2. Hubris / by Leslie Seaton



  1. a bad year

I had been resistant to the idea that 2014 could be anything but another solidly good year. Of course, who wants to have a bad year? My resistance, though, wasn’t only out of natural human pleasure-seeking, the normal desire to feel good, not bad. My denial had the flavor of evangelical zealotry to it because I simply no longer believed in bad years.

Like many zealots, I was only recently converted. I had had many bad years, had nothing but them for long stretches. Then in 2012 and 2013, things changed for me, and I finally had the bright and shiny pleasure of good years. Years that were not devoid of challenges and sadnesses, but were, overall, full of solid, grounded, true happinesses. Friendships. Accomplishments diligently worked towards. Deep connection with nature. Progress on personal goals. Creative expression. I felt breathless with gratitude for this good fortune, especially because I knew that years aren’t necessarily always like that.

The night before my first (and so far only) half marathon, I sat in a hotel room in Leavenworth with that same friend Heather who had come to run it with me. (Aside: what great fortune! A friend who will come all the way to Paris to see you! Who will do a half marathon with you at your pudgy snail’s pace even though she can run it in literally half the time! Who’s your friend even after you petulantly, childishly, stopped speaking to her in your 20’s, who forgave you completely even though she had no reason to?)

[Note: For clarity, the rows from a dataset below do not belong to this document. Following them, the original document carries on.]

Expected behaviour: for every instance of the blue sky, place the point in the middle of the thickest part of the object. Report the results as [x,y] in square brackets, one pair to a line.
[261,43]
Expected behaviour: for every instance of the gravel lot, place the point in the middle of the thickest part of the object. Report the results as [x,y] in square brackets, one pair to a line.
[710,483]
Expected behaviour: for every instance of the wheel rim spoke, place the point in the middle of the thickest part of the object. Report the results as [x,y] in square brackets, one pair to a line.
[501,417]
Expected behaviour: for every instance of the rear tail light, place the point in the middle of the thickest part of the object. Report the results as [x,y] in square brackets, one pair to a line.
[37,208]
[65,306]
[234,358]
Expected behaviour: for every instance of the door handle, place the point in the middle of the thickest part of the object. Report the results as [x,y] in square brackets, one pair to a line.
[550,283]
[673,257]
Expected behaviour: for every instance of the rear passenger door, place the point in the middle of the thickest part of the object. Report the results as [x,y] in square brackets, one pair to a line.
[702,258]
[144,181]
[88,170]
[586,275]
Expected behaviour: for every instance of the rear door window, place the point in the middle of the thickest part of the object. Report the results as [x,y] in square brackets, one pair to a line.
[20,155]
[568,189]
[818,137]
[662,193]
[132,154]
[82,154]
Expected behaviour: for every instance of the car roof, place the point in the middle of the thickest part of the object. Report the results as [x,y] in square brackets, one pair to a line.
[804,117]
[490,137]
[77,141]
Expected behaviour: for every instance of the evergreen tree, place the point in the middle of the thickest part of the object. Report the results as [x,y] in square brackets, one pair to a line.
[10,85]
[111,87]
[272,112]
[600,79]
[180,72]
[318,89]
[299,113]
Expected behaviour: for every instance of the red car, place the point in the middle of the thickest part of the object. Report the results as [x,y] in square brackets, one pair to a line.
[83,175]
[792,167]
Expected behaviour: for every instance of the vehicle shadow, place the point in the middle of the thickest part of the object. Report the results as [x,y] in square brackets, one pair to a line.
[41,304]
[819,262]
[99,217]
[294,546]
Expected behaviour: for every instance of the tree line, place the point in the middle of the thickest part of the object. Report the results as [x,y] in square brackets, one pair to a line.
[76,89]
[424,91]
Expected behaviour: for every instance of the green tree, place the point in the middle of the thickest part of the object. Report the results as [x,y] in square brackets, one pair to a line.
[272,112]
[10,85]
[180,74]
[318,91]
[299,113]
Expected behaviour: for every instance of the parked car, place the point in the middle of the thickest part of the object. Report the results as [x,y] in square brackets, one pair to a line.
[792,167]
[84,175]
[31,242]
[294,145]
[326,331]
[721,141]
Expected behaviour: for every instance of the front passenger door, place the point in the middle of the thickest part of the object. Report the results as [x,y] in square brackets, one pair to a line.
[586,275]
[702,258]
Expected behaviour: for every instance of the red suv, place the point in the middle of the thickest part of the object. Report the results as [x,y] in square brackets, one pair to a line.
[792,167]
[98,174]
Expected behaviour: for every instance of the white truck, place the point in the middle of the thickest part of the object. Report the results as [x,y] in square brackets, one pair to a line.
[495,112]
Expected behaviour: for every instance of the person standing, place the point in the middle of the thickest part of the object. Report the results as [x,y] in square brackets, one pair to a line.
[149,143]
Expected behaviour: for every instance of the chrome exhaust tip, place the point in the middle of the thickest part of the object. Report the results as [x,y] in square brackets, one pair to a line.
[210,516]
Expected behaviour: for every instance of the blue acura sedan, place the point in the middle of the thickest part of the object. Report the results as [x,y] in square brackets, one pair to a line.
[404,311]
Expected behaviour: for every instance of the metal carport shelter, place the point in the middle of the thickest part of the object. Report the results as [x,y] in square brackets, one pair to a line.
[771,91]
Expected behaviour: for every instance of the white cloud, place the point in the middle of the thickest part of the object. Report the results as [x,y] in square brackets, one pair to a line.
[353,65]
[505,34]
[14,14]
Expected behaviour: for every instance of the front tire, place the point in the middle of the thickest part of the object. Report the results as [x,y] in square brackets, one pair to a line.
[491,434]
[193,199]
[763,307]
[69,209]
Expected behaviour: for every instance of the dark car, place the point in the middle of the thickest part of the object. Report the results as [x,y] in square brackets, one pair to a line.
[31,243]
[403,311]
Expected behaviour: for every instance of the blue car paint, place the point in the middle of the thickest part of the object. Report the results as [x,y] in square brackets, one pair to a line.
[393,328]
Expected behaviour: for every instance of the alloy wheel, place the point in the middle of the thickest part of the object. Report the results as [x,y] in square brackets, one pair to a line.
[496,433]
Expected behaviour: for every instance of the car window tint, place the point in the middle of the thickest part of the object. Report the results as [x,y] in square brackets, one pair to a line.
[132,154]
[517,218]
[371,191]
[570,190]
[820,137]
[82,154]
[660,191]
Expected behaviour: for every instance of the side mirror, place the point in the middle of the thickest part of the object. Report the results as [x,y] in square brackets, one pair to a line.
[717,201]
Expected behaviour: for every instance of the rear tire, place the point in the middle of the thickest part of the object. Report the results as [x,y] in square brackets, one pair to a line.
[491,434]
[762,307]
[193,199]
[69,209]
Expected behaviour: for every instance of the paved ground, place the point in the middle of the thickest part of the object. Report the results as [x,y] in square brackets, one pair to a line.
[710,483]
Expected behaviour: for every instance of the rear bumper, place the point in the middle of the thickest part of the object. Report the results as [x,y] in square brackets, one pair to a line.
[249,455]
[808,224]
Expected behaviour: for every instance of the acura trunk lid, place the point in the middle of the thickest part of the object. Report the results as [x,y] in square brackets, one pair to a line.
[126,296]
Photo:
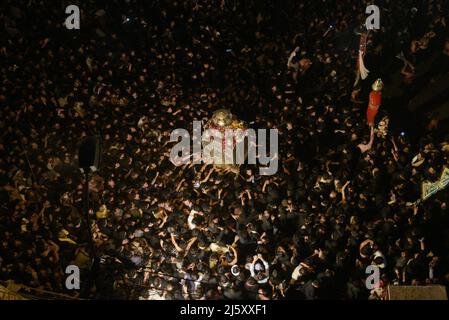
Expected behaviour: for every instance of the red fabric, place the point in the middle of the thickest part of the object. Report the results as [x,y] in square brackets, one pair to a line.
[375,99]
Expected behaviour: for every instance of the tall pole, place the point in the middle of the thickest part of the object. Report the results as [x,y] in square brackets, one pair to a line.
[93,253]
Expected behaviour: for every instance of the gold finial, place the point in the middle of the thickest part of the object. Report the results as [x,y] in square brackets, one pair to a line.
[378,85]
[222,117]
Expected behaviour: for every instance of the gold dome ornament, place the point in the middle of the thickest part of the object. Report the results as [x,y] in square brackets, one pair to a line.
[222,117]
[378,85]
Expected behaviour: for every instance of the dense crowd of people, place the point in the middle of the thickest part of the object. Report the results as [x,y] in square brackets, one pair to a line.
[341,200]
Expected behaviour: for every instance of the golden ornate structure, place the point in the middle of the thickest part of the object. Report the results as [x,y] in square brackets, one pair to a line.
[223,120]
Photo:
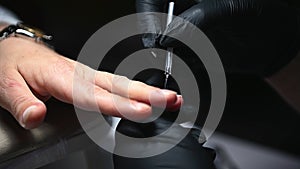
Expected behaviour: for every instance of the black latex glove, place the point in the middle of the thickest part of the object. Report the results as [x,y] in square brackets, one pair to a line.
[252,36]
[188,154]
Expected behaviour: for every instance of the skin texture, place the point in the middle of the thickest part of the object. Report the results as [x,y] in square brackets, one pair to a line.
[31,73]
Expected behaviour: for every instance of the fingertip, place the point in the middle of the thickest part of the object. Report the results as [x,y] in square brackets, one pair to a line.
[33,116]
[141,112]
[177,104]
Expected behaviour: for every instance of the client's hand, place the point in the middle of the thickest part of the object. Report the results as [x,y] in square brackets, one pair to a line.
[30,73]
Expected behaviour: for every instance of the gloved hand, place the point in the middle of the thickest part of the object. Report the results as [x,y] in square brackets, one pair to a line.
[252,36]
[188,153]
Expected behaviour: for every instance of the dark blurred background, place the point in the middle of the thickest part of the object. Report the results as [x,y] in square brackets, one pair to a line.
[254,111]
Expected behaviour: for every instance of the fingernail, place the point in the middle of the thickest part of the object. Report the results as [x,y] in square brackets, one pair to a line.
[26,114]
[168,92]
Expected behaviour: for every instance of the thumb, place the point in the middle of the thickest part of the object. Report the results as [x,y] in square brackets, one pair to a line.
[20,101]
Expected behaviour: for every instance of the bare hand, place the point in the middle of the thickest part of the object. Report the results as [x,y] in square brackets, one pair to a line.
[31,73]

I told her how the older I get, the more deeply I identified with the poem “Could Have” by Wislawa Szymborska. I pulled it up on my phone to read it to her and become a little weepy as we sat in our beds the night before the race.

It could have happened.
It had to happen.
It happened earlier. Later.
Nearer. Farther off.
It happened, but not to you.
You were saved because you were the first.
You were saved because you were the last.
Alone. With others.
On the right. The left.
Because it was raining. Because of the shade.
Because the day was sunny.

You were in luck — there was a forest.
You were in luck — there were no trees.
You were in luck — a rake, a hook, a beam, a brake,
A jamb, a turn, a quarter-inch, an instant . . .

So you’re here? Still dizzy from
another dodge, close shave, reprieve?
One hole in the net and you slipped through?
I couldn’t be more shocked or
how your heart pounds inside me.

My breathless gratitude for the holes in nets I’d slipped through, for the pleasures and little joys  I’d collected around myself, ones I’d not expected to have…this was what I’d begun to cling to with my zealotry.

I’d made it, shocked and speechless, through those bad years, and I felt certain that if I just maintained that gratitude, and focused on those small pleasures, I would be fine. I had inoculated myself against bad years.

I didn’t realize it at the time, but I’d started thinking of this poem as a fixed point I’d passed, instead of what it is, which is the constant, daily truth of life: there is always a new net to slip through until you don’t.

I had convinced myself that I’d insulated myself from the kind of net of badness that had caught me before, that I’d developed tiny rituals of accessible happinesses, and that had created some kind of protective bubble around myself.

Our rituals can make us feel better; unfortunately, I forgot that I don’t believe they actually control how anything turns out.